On the ride across town, my thoughts are absorbed with class, not the possibility of serious illness. What awaits? Clearly, I’m too unimportant to have things explained. Leeds, despite housing the country’s largest urban university, still wears a grim, working-class aspect for the most part. We speed through labyrinthine streets of back-to-back terraced housing. Washing flaps on lines strung across side streets. Neighbors chat to each other from door steps. Pubs are the main life of the community, and there is one on every other street, interspersed by fish-and-chips shops and corner stores that sell sundries such as single fags for those too poor to afford a pack. Here and there soot blackened churches are becoming Sikh temples and Muslim mosques.
The hospital, a red-brick structure built in the ‘60’s, is part of Leeds’ urban renewal effort. I’m installed on a ward with five other men. One is a hemophiliac, about my age and from a village like the one where I grew up. He paces the corridors until he’s informed he needs an operation. Immediately. His chances of surviving are only fifty-fifty. Everyone hears. It’s horrifying, and I’m stunned by his reaction, which is no reaction. He says okay, his eyes cast down, his chest curving inward. I want to say: “Speak up for yourself. Ask questions. Are there other hospitals that specialize in my condition? Do I need a second opinion? What is the track record of the surgeons on my case?” I say nothing. What would I do in his place? Am I in his place?

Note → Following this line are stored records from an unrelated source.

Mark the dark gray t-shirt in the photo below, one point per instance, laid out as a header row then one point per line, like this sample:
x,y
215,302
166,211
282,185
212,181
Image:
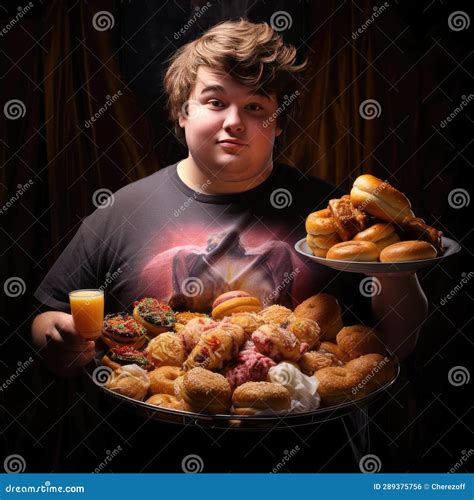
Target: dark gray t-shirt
x,y
158,238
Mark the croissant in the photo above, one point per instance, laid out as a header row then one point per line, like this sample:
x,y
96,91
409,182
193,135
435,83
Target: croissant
x,y
215,347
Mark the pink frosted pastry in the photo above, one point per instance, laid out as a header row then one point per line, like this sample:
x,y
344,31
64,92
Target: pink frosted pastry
x,y
250,366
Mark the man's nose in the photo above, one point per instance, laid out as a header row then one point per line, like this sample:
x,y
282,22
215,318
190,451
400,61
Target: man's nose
x,y
233,119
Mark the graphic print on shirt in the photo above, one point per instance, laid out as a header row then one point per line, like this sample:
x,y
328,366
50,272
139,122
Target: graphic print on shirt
x,y
191,276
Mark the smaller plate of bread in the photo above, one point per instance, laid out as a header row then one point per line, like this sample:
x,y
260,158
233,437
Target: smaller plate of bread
x,y
373,230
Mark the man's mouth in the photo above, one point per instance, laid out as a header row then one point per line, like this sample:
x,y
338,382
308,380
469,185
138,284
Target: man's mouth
x,y
231,142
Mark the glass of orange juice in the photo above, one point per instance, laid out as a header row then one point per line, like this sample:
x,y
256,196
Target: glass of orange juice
x,y
87,308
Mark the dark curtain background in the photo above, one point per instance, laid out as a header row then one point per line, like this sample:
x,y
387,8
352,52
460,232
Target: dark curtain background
x,y
62,70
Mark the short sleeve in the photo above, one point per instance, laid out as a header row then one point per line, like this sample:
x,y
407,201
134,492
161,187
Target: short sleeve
x,y
76,268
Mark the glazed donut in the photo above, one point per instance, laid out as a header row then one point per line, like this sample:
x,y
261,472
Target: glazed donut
x,y
312,361
336,384
325,310
192,331
204,391
278,343
125,355
332,348
130,381
375,369
183,318
357,251
249,322
233,302
380,199
306,330
155,316
358,340
320,245
162,379
408,250
252,397
167,349
167,401
382,234
320,222
275,314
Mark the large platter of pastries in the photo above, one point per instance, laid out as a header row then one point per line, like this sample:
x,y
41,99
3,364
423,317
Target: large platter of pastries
x,y
373,229
243,365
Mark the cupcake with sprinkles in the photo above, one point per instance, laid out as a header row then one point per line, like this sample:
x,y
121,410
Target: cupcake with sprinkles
x,y
154,315
122,329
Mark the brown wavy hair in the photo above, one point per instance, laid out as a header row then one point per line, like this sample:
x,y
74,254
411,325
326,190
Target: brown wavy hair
x,y
252,54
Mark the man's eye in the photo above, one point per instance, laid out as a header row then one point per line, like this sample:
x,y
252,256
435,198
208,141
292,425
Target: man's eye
x,y
215,103
254,107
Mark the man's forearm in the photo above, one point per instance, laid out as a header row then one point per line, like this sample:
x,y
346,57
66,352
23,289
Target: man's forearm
x,y
399,311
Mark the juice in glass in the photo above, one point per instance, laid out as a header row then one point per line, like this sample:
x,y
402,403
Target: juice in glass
x,y
87,309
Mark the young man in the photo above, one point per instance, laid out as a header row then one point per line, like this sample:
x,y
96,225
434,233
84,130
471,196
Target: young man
x,y
223,218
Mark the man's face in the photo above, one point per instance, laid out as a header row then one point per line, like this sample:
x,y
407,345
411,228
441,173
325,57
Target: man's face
x,y
227,127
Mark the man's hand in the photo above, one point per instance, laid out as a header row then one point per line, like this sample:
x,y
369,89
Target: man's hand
x,y
63,350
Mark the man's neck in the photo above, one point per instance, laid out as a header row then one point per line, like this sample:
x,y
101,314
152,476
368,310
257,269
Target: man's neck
x,y
198,181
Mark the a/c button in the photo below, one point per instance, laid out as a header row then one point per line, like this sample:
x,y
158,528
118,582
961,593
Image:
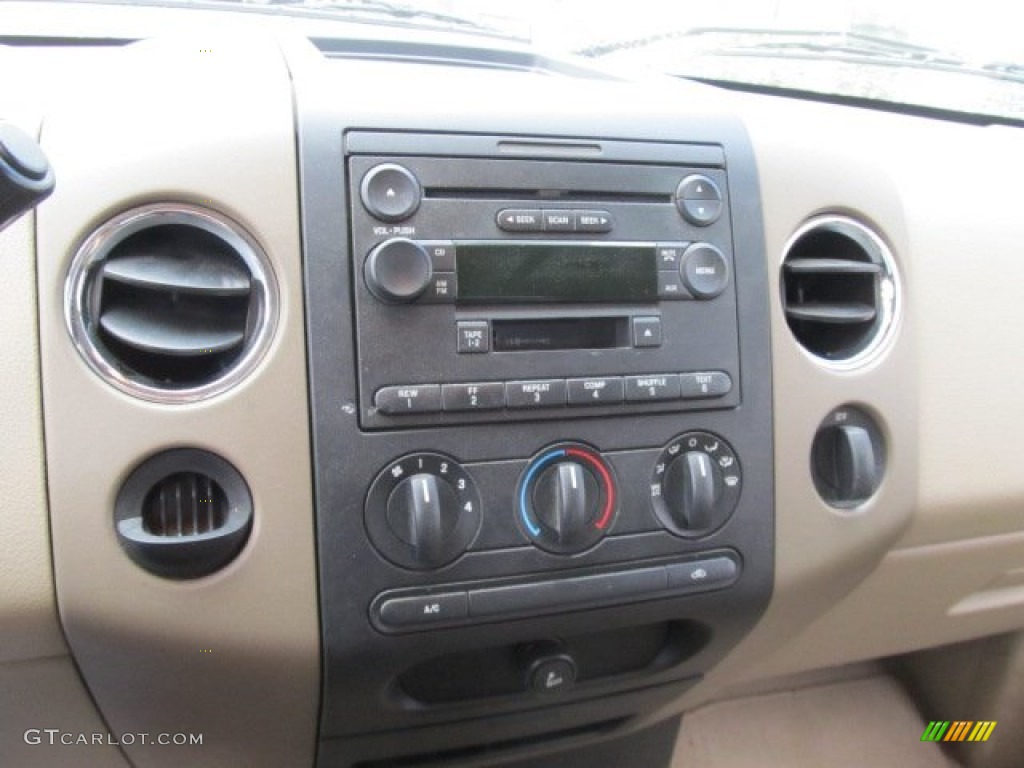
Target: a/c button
x,y
424,609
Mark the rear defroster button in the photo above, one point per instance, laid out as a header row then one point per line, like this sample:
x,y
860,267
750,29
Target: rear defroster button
x,y
552,674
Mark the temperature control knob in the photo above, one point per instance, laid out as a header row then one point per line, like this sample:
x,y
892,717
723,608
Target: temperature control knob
x,y
397,270
696,484
566,499
423,511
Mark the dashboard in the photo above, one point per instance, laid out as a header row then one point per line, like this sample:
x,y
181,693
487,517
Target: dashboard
x,y
400,404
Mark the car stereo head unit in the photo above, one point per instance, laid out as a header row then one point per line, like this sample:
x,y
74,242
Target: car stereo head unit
x,y
497,290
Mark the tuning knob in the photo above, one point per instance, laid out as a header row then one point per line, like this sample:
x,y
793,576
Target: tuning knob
x,y
397,270
566,499
423,511
696,484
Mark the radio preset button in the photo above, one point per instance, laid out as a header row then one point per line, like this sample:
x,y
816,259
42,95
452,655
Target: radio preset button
x,y
390,193
651,388
670,287
472,337
705,270
520,220
646,332
705,384
559,221
412,398
441,289
594,221
596,391
543,393
486,396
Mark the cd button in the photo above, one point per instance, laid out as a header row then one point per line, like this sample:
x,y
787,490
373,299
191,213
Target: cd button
x,y
519,220
559,221
705,384
545,393
596,391
473,396
441,255
651,388
412,398
594,221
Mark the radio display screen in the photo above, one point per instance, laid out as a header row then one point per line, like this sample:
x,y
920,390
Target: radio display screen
x,y
528,272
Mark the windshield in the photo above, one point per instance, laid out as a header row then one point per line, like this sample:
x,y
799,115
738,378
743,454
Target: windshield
x,y
963,57
922,55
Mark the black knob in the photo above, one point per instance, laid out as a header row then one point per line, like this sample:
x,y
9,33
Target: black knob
x,y
696,484
847,458
692,487
397,270
423,513
565,501
26,176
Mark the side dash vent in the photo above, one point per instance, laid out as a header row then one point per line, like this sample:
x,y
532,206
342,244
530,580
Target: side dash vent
x,y
184,513
170,303
839,290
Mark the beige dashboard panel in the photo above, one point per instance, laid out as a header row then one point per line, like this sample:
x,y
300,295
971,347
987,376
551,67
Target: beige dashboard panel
x,y
233,656
947,516
28,609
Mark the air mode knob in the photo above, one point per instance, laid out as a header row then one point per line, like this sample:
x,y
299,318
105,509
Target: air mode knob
x,y
696,484
423,511
397,270
566,499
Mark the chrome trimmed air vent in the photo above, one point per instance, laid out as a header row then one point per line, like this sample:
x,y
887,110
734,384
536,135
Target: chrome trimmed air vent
x,y
840,291
171,303
183,514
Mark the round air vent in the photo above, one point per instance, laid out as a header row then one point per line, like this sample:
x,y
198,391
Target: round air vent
x,y
183,513
840,290
171,303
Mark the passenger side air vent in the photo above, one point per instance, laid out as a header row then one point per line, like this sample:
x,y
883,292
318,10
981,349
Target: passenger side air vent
x,y
170,303
183,513
839,290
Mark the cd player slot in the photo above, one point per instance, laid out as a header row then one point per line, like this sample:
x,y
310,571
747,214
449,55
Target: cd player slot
x,y
560,334
564,196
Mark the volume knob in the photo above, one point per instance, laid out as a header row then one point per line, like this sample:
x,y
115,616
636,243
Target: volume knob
x,y
397,270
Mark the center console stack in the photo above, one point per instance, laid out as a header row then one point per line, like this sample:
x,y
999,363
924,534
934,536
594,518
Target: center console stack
x,y
541,386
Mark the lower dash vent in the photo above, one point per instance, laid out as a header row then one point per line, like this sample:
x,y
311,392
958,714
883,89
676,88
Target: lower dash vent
x,y
183,513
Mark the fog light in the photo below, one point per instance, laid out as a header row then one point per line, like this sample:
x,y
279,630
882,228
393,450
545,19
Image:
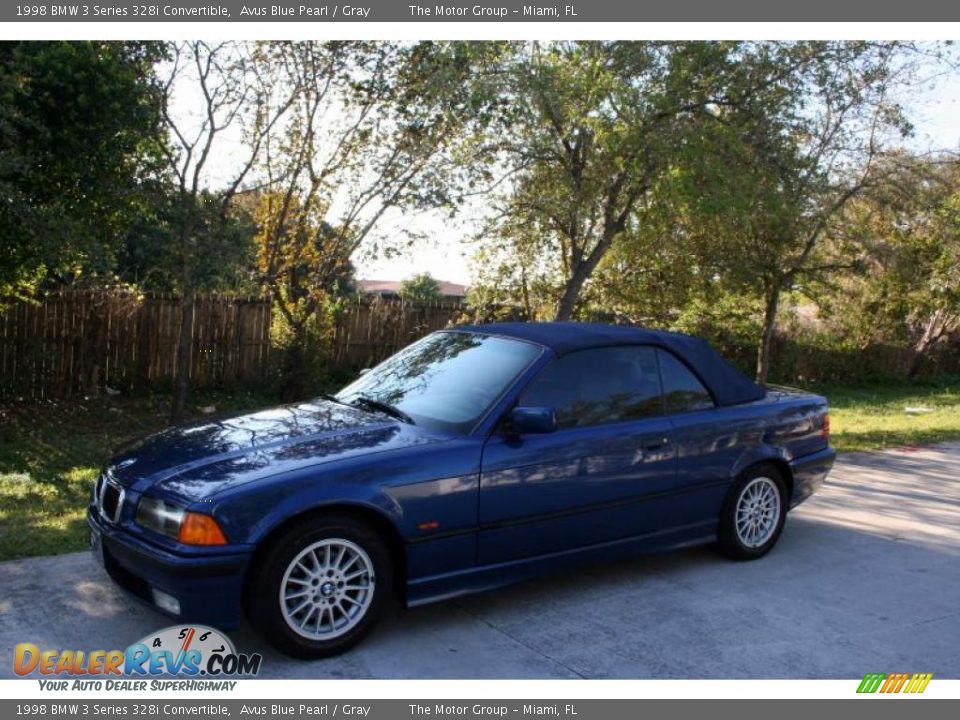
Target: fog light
x,y
166,602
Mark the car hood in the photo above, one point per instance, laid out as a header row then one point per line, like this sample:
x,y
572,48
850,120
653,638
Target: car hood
x,y
193,462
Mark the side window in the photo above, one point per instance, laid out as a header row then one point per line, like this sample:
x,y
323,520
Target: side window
x,y
594,387
682,392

In another bed, a bus driver past fifty who’s recovering from a heart attack is so frustrated by the lateness of his meal he smashes a plastic plane he’s spent the day gluing together. I want to smash something, too. It’s evening, and I still don’t know why I’m there. Kay arrives with my things and demands answers from the nurses, but they are tight lipped. “Wait until doctors’ rounds,” they say without informing us the doctors aren’t coming until Monday.
I remain in the dark until Saturday night when an orderly asks me to pee into a bed pan. Under his impatient scrutiny, I manage a trickle. I am handing over the pee when I notice, written along the side of the container: “Richard Toon—diabetic.”
“Does this mean I’m diabetic?”
“Yes,” he says, striding away with my pee.
On Sunday a nurse wearing a bright blue uniform briskly demonstrates how to inject insulin into an orange and then into my upper arm. It’s simple to impale the orange but something else when I’m expected to plunge a needle into my own flesh. “Go on,” she urges and after taking a moment to notice light glinting off the steel spike, I slip it into the fat layer above my right biceps. There’s a dull ache. I repeat the procedure in the other arm with the same hesitation followed by pain. I don’t complain or wince. I want her to commend me for getting the job done—for not gumming up the works.